By Anika Nambisan and Krupa Shanware
A scaly snake slithers slowly around my body, constricting me. With each breath I take, I feel myself slowly, but surely, suffocating. The pallid brown walls of the bathroom stall begin to blur, and the dirty white tiles and stray pieces of toilet paper left on the floor seem to merge. I can’t breathe. I can barely see. The tears that fall from my eyes seem to have no end, as they caress my face in its sticky warmth, leaving trails of wet mascara running down my face. I don’t want to step out of these confines of the tan bathroom stall. Although miserable and pungent, this seems to be the safest option for now; however, I cannot stay here for long – I have to get back to my class.

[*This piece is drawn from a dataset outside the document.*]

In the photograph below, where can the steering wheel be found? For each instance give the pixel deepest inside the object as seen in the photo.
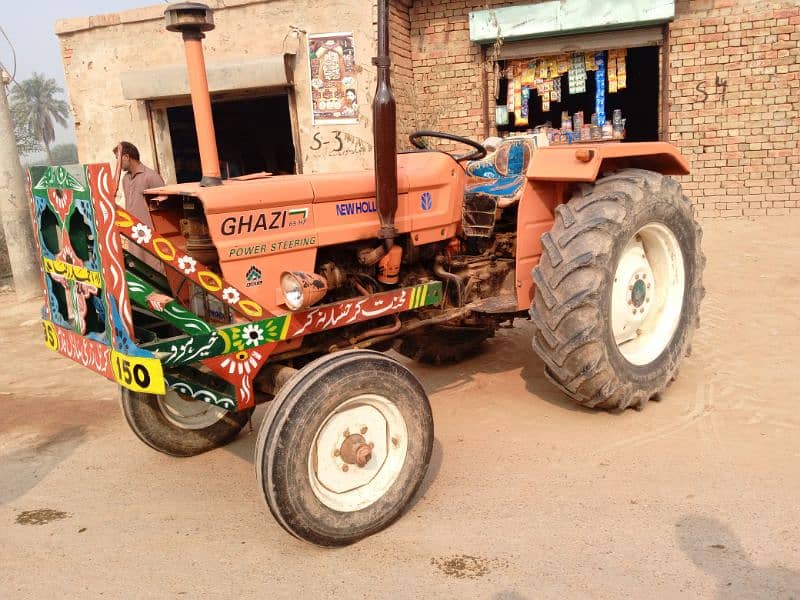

Bullying – the systematic abuse of power that often happens to many students right under their teacher’s noses. Unfortunately, I am no stranger to being bullied, and neither are the majority of students in America. 1 in every 5 teens in America have reported being bullied in a survey taken by StopBullying.gov, and as bullying continues to gain awareness from the general public, researchers have started to pay closer attention to it as well. An increasing number of studies have proven that there are serious psychological risks associated with being bullied including being put at a greater risk for panic disorder, anxiety disorders, generalized anxiety, depressive disorders, PTSD, and agoraphobia as adults.
One of the most common and overlooked forms of bullying, especially in schools, is name calling. Ranging from small insults to slurs, the impact of a build up of these aggressions is detrimental to a person’s well being. But how can you help and be more aware? One step you can take comes from GLSEN(Gay Lesbian and Straight Education Network), an American education organization against discrimination and bullying based on sexual orientation or gender identity and expression. They started No-Name Calling week, a week during mid-January where students and educators reflect on name calling in schools and the hurtful impacts it causes. Though the week has passed and was from the 17th to the 21st, it is still applicable to our daily lives. How often have you heard common insults thrown around over and over at a person, stifling them and making them feel shame for simply existing?
Taking part in stopping the bullying and harassment done to youth is vital to both their mental and physical health, and is something that you can start working on by reflecting within yourself. By doing so, we can open up a discussion about damaging effects of bullying and help eliminate name-calling in our communities.